(734f) Real-Time Control and Balancing of a Reformer Furnace | AIChE

(734f) Real-Time Control and Balancing of a Reformer Furnace

Authors 

Tran, A. - Presenter, University of California, Los Angeles
Crose, M., University of California, Los Angeles
Pont, M., University of California, Los Angeles
Christofides, P., University of California, Los Angeles
In a vision of carbon-emission-free and sustainable energy systems, the hydrogen economy, in which hydrogen is the major energy carrier of the renewable energy sources and is the main transportation fuel, is a viable option and has the potential to reduce greenhouse gas emissions and to resolve issues associated with climate change without halting economic growth. Therefore, solving challenges encountered in commercial-scale production of hydrogen and optimizing these production lines has become an issue of great interest to both academia and industry. Among a variety of commercial hydrogen production processes, steam methane reforming (SMR) is by far the most common. For instance, SMR was responsible for 80% to 85% of the world-wide hydrogen production in 2007 [1]. SMR is typically carried out in top-fired steam methane reforming furnaces which are the most expensive equipment in terms of the maintenance and operating costs compared to other major equipment such as the hydrotreating, prereforming, water-shift and purification units at centralized SMR-based facilities. For instance, the re-tubing cost of a furnace is ∼10% of the total capital investment, and the annual operating cost to procure fresh natural gas for a SMR-based hydrogen plant with a production rate of 2.7 million Nm3 per day is ∼$62 million [2]. In addition, the conversion of methane via SMR in the furnace can only be increased by increasing the total energy input, which is constrained by the extreme sensitivity of the reforming tube service life to its operating temperature [3]; consequently, the plant throughput is compromised to avoid premature failure of the reformer and to reduce the plant risk of suffering substantial capital and production losses. Hence, the need for a robust tool that identifies the optimized total fuel flow rate and the corresponding valve distribution such that the conversion of methane via SMR is maximized, and the maximum OTWT along the reforming tube length among all reforming tubes is strictly less than the design temperature of the reforming tube wall material becomes apparent.
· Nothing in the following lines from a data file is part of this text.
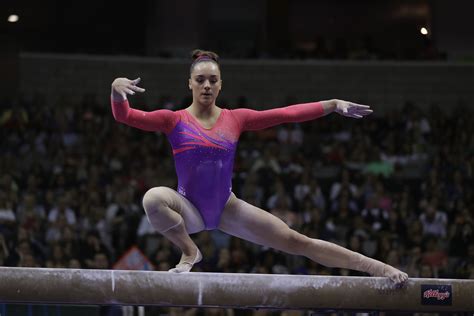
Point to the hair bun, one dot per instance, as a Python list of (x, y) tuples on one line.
[(198, 53)]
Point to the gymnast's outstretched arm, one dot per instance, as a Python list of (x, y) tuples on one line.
[(251, 120), (159, 120)]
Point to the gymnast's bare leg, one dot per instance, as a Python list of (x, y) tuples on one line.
[(175, 217), (251, 223)]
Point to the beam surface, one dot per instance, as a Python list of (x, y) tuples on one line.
[(118, 287)]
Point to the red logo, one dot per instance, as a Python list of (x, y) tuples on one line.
[(440, 296)]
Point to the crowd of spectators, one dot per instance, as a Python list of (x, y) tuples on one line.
[(396, 187)]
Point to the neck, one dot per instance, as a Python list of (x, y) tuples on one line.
[(203, 111)]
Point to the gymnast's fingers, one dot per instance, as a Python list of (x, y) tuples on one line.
[(363, 112), (360, 106), (135, 88), (128, 91), (353, 115), (135, 81)]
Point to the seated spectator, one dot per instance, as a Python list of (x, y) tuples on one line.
[(434, 222)]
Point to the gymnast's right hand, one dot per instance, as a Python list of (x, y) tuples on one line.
[(123, 86)]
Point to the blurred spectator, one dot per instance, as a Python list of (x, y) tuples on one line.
[(434, 222)]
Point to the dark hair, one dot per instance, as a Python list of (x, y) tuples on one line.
[(199, 55)]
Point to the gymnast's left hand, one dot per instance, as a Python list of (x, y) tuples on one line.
[(351, 109)]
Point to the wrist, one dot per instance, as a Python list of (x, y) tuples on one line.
[(117, 97)]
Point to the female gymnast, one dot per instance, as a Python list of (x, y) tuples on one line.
[(203, 138)]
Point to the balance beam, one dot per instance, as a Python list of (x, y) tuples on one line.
[(232, 290)]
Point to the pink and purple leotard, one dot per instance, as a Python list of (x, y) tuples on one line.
[(204, 158)]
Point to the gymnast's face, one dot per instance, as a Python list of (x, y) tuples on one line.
[(205, 82)]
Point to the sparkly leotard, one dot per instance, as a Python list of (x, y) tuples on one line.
[(204, 157)]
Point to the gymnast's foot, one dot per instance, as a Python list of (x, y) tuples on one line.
[(187, 262)]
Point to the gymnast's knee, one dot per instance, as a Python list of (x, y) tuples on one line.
[(155, 199)]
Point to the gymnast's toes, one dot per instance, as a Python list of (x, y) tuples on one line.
[(186, 263)]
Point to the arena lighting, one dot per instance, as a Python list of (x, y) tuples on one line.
[(13, 18), (238, 290)]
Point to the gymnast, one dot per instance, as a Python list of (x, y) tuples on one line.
[(204, 138)]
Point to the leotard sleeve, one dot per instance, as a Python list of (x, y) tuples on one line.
[(159, 120), (251, 120)]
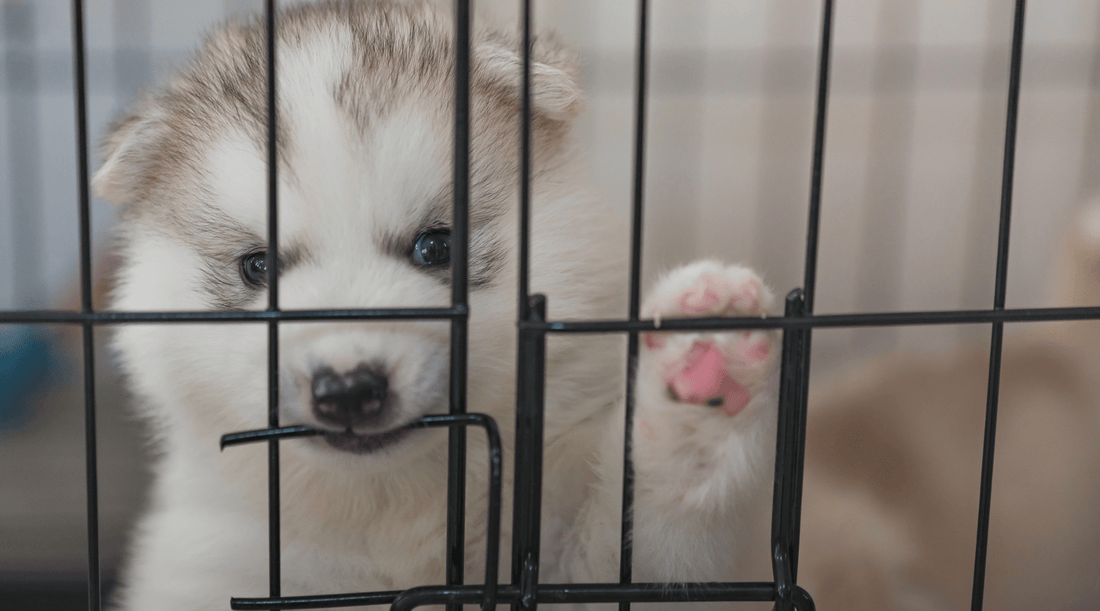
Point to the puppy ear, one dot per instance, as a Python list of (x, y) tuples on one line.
[(556, 93), (130, 151)]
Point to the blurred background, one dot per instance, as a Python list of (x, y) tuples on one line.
[(910, 204)]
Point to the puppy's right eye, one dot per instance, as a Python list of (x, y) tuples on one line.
[(254, 269)]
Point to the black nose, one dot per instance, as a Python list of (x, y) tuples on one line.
[(349, 400)]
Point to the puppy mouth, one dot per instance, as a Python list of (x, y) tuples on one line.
[(354, 443)]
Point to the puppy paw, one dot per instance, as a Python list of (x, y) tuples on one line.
[(704, 401), (714, 370)]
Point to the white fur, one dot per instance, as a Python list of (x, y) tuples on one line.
[(377, 522)]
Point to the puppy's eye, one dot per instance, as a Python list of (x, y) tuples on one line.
[(254, 269), (432, 248)]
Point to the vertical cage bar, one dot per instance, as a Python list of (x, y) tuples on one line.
[(79, 88), (528, 477), (810, 282), (457, 439), (788, 460), (626, 556), (528, 470), (999, 292), (821, 117), (274, 544)]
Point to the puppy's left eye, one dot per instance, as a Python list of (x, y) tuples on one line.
[(254, 269), (432, 248)]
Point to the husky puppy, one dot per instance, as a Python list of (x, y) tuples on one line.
[(365, 117)]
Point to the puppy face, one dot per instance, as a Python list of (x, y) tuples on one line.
[(365, 123)]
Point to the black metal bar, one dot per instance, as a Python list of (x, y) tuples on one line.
[(79, 89), (452, 421), (999, 292), (626, 557), (30, 316), (787, 462), (457, 435), (810, 283), (547, 593), (832, 320), (274, 536), (821, 117), (527, 491)]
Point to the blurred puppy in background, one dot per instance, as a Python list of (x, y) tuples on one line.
[(893, 460)]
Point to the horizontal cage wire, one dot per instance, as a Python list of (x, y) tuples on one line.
[(525, 591)]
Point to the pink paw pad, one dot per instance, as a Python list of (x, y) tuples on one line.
[(705, 381), (655, 341)]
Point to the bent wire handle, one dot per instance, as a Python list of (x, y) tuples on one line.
[(495, 459)]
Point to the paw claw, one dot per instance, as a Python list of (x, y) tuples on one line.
[(719, 370)]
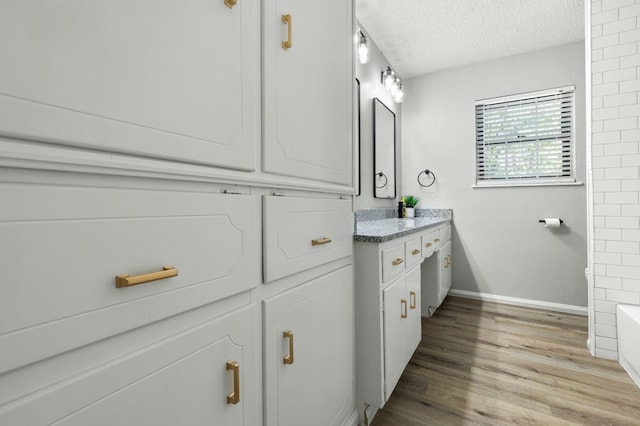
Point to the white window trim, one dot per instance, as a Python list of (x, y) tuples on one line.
[(530, 182)]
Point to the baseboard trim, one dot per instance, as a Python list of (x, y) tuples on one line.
[(538, 304)]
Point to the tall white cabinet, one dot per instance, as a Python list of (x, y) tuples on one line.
[(154, 242)]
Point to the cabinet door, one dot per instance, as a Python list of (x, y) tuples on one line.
[(160, 78), (308, 89), (444, 275), (414, 319), (312, 327), (396, 307), (182, 380)]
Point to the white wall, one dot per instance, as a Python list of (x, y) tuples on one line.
[(499, 247), (370, 88), (615, 157)]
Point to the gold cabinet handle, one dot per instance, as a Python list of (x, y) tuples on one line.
[(234, 397), (124, 280), (289, 43), (320, 241), (288, 334)]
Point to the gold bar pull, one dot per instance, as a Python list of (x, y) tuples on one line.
[(124, 280), (234, 397), (289, 43), (288, 334), (320, 241)]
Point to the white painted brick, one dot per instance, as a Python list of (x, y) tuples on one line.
[(609, 283), (606, 307), (621, 50), (621, 296), (629, 86), (629, 110), (619, 75), (623, 222), (604, 17), (608, 235), (621, 99), (626, 148), (615, 4), (607, 343), (606, 65), (631, 235), (599, 293), (606, 209), (621, 173), (629, 284), (630, 135), (596, 30), (630, 247), (604, 353), (619, 26), (631, 185), (606, 137), (607, 161), (605, 330), (630, 210), (625, 12), (620, 123), (630, 260)]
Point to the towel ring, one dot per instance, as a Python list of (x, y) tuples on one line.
[(380, 174), (426, 172)]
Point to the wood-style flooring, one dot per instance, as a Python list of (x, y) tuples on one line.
[(483, 363)]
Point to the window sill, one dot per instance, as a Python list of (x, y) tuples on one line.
[(521, 184)]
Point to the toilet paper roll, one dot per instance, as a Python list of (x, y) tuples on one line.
[(551, 222)]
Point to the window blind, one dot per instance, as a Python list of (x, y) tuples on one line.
[(526, 138)]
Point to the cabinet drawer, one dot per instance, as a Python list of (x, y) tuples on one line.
[(301, 233), (430, 243), (68, 244), (393, 262), (181, 380), (412, 252)]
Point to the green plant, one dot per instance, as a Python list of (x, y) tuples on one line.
[(411, 201)]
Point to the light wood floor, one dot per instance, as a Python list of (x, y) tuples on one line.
[(483, 363)]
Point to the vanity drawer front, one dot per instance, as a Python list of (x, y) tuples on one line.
[(68, 244), (302, 233), (393, 262), (430, 243), (412, 252)]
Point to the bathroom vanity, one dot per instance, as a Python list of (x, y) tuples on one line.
[(392, 294)]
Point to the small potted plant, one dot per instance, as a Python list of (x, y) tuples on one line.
[(410, 203)]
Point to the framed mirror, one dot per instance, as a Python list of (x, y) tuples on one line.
[(384, 151)]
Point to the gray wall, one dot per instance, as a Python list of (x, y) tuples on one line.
[(499, 248), (370, 88)]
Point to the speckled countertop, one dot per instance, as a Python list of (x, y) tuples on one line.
[(381, 230)]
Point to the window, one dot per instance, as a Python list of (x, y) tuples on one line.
[(525, 139)]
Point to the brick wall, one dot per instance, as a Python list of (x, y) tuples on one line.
[(615, 157)]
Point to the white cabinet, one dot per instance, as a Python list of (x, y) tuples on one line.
[(308, 89), (166, 79), (309, 353), (203, 375)]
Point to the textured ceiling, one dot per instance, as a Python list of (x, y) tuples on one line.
[(423, 36)]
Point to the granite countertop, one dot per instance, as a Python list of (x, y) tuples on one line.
[(381, 230)]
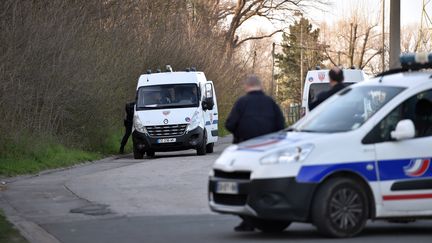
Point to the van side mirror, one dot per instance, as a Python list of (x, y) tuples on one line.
[(405, 129), (208, 104)]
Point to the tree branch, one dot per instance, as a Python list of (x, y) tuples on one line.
[(257, 37)]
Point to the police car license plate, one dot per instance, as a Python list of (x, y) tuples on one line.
[(227, 187), (166, 140)]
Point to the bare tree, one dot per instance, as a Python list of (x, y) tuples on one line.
[(238, 12), (353, 40)]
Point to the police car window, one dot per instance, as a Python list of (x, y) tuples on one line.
[(168, 96), (349, 109), (417, 108), (317, 88)]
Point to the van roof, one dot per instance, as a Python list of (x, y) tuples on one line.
[(321, 76), (170, 78)]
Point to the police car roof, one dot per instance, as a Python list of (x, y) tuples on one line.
[(404, 79), (170, 78)]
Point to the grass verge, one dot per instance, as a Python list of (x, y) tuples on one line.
[(42, 158), (8, 234)]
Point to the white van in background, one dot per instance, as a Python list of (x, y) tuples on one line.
[(174, 111), (317, 81)]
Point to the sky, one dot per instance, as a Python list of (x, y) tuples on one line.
[(410, 10)]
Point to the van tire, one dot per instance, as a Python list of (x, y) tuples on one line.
[(137, 153), (150, 153), (202, 148), (340, 208), (210, 148)]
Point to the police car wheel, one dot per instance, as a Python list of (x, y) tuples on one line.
[(210, 148), (150, 154), (268, 226), (340, 208)]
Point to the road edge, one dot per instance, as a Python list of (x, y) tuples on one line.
[(31, 231)]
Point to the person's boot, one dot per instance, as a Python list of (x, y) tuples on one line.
[(244, 227)]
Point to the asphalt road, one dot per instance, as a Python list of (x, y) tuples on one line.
[(152, 200)]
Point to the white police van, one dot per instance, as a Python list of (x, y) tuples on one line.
[(317, 81), (364, 153), (174, 111)]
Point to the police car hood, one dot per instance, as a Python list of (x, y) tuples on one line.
[(246, 155), (166, 116)]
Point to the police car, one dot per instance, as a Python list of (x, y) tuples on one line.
[(365, 153)]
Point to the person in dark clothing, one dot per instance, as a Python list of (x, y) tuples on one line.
[(128, 122), (253, 115), (336, 83)]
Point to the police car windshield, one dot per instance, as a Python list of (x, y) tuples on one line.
[(348, 110), (167, 96)]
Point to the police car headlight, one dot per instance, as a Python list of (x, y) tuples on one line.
[(138, 125), (194, 123), (290, 155)]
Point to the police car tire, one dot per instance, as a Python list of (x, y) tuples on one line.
[(137, 153), (202, 148), (322, 208), (150, 154), (210, 148), (269, 226)]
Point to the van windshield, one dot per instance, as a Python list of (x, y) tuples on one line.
[(317, 88), (347, 110), (167, 96)]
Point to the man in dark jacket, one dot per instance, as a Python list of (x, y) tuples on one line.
[(336, 83), (128, 122), (253, 115)]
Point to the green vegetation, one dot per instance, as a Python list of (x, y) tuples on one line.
[(8, 234), (31, 155), (302, 42)]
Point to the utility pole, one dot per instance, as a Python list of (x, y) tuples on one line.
[(273, 57), (253, 62), (425, 31), (394, 33), (383, 38), (301, 58)]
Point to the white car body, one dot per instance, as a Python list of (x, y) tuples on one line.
[(176, 126), (396, 174)]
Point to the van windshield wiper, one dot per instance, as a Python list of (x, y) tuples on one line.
[(292, 129)]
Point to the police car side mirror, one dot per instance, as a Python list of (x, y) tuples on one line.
[(404, 130)]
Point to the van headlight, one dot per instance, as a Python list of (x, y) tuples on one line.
[(290, 155), (194, 123), (139, 126)]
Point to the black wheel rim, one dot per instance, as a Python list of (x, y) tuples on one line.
[(346, 209)]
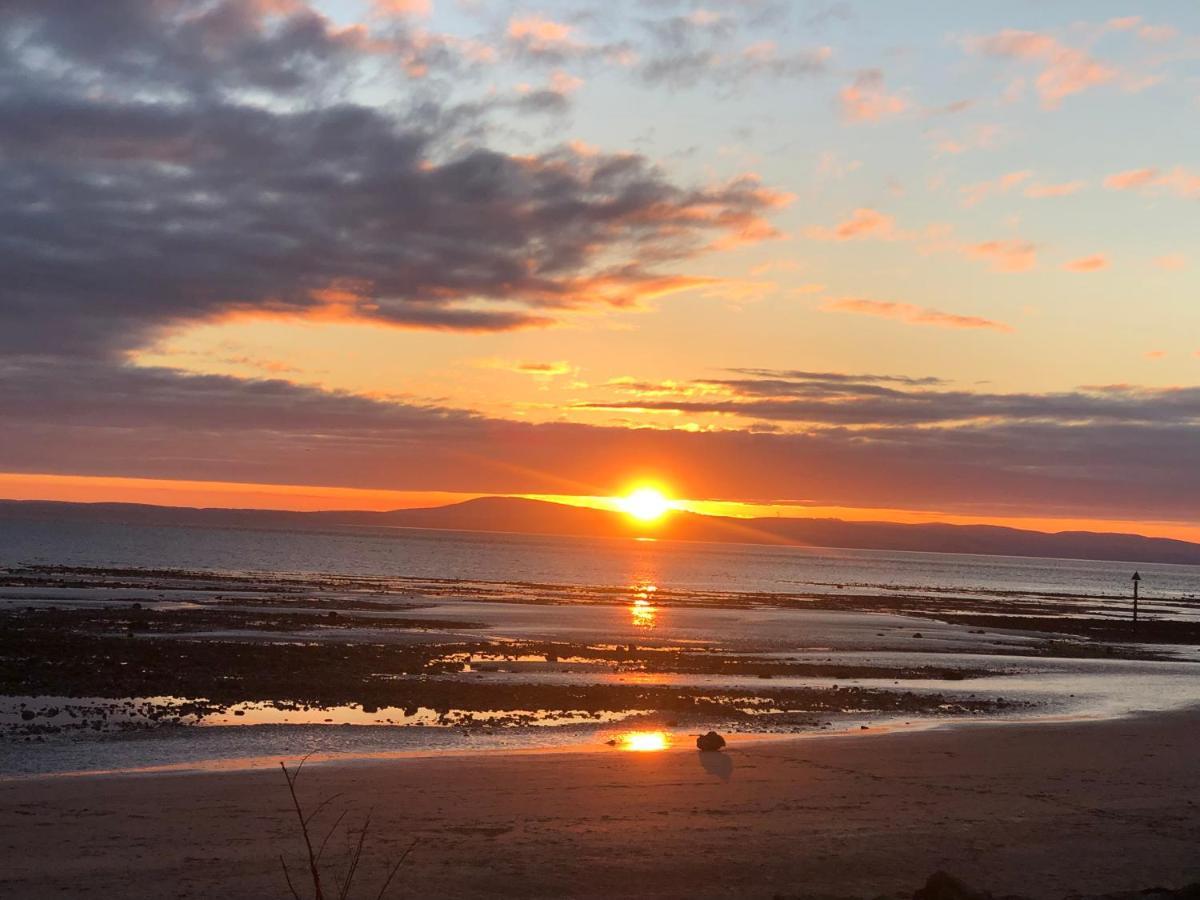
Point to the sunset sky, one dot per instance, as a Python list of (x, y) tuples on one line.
[(911, 261)]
Motivated by the above considerations, the present work utilizes the framework for the furnace-balancing scheme [3], the valve-to-flow-rate converter [3], the statistical-based model identification [4] and a heuristic search algorithm to create a real-time balancing procedure, which recursively tests different total fuel flow rates of which the respective spatial distribution to burners is optimized in real-time until key operational specifications are satisfied. The ability to adjust the total fuel flow rate of the balancing procedure is of special interest for the hydrogen manufacturing industry as it can potentially lead to substantial savings in the re-tubing cost of the reformer. Subsequently, a computational fluid dynamic (CFD) model of the furnace developed in [5] is used to characterize the previously unstudied dynamic behavior of the reformer, based on which we develop an optimal strategy to implement the optimized total fuel flow rate to maximize the reformer throughput. Finally, a case study in which the balancing procedure is implemented on the reformer initially operated under the nominal reformer input is proposed, and the results are used to demonstrate that the furnace-balancing scheme successfully determines the optimized reformer fuel input to increase the reformer throughput while meeting the OTWT limits.

[1] Simpson, A.P., Lutz, A.E., 2007. Exergy analysis of hydrogen production via steam methane reforming. International Journal of Hydrogen Energy 32, 4811–4820.

[2] Latham, D.A., McAuley, K.B., Peppley, B.A., Raybold, T.M., 2011. Mathematical modeling of an industrial steam-methane reformer for on-line deployment. Fuel Processing Technology 92, 1574–1586.

[3] Tran, A., Aguirre, A., Crose, M., Durand, H., Christofides, P.D., 2017a. Temperature balancing in steam methane reforming furnace via an integrated CFD/databased optimization approach. Computers & Chemical Engineering 104, 185–200.

[4] Tran, A., Pont, M., Aguirre, A., Durand, H., Crose, M., Christofides, P.D., in press, 2018. Bayesian model averaging for estimating the spatial temperature distribution in a steam methane reforming furnace. Chemical Engineering Researchand Design.

[5] Tran, A., Aguirre, A., Durand, H., Crose, M., Christofides, P.D., 2017b. CFD modeling of a industrial-scale steam methane reforming furnace. Chemical Engineering Science 171, 576–598.